What started off as an interesting story about a girl with an inexplicable ability to sense other people’s experiences through touch quickly became a generic YA contemporary novel.
Zenn Diagram is about a self-proclaimed math nerd named Eva Walker, who can sense other people’s struggles and feelings simply by touching them. She’s always had this power even when she was little where she gets visions, fragments, and glimpses (which she calls fractals) of what other people are going through. At first, she tries to solve them like a puzzle and help her friends in any way she can. But as she grew older, the fractals became more intense, dark, and personal that she decided to distance herself from her friends. That is until Zenn Bennett came into the picture. Eva soon realizes that Zenn is the only person she can touch without getting any fractals and she becomes determined to find out why.
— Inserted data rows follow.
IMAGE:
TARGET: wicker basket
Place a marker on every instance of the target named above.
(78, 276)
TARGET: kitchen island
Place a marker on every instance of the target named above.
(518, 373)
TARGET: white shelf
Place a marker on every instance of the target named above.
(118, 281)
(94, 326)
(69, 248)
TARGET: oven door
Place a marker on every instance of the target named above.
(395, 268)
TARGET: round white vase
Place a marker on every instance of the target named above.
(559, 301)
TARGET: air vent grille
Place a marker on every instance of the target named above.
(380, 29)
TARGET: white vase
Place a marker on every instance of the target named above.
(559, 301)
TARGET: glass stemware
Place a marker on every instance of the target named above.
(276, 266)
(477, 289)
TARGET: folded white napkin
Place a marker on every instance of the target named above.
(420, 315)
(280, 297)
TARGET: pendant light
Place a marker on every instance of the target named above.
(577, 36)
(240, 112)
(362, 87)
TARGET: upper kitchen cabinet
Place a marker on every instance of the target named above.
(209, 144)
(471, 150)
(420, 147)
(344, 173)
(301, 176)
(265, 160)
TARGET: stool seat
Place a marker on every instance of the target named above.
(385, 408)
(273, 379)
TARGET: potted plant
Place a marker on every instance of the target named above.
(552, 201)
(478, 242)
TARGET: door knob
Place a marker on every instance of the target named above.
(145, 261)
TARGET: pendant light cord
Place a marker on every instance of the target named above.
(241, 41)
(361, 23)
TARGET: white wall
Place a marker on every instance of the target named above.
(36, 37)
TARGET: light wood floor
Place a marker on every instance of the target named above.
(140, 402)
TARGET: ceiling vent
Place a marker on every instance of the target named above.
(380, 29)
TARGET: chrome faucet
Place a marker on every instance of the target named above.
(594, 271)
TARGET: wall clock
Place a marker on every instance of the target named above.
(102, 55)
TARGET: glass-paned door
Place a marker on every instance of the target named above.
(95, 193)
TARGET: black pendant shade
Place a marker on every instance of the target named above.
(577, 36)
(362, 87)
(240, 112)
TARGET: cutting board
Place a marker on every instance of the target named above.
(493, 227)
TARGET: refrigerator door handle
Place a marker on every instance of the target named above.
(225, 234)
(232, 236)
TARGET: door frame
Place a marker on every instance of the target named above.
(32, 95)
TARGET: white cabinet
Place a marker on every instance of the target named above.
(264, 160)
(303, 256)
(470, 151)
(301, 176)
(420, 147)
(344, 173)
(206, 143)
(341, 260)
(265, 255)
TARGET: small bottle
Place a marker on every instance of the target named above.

This book’s premise is the reason I picked it up in the first place. It sounded like it would tackle Eva’s power in great detail and go on an in-depth character study about how it affected her and those around her. Sadly, none of those happened in the book. The characters were flat but had great potential for multi-dimensional development. The religious background of Eva’s family could have played a greater role as well as the erratic behavior of Zenn’s parents. The writing was fine, nothing remarkable. But the biggest let down for me was the lack of exploration of Eva’s condition. Imagine the possibilities of overlapping YA with science! The book would have had its edge over other books in the bookshelves right now if the author had not decided to take the worn-out path of teenage rebellion, hormones, and angst.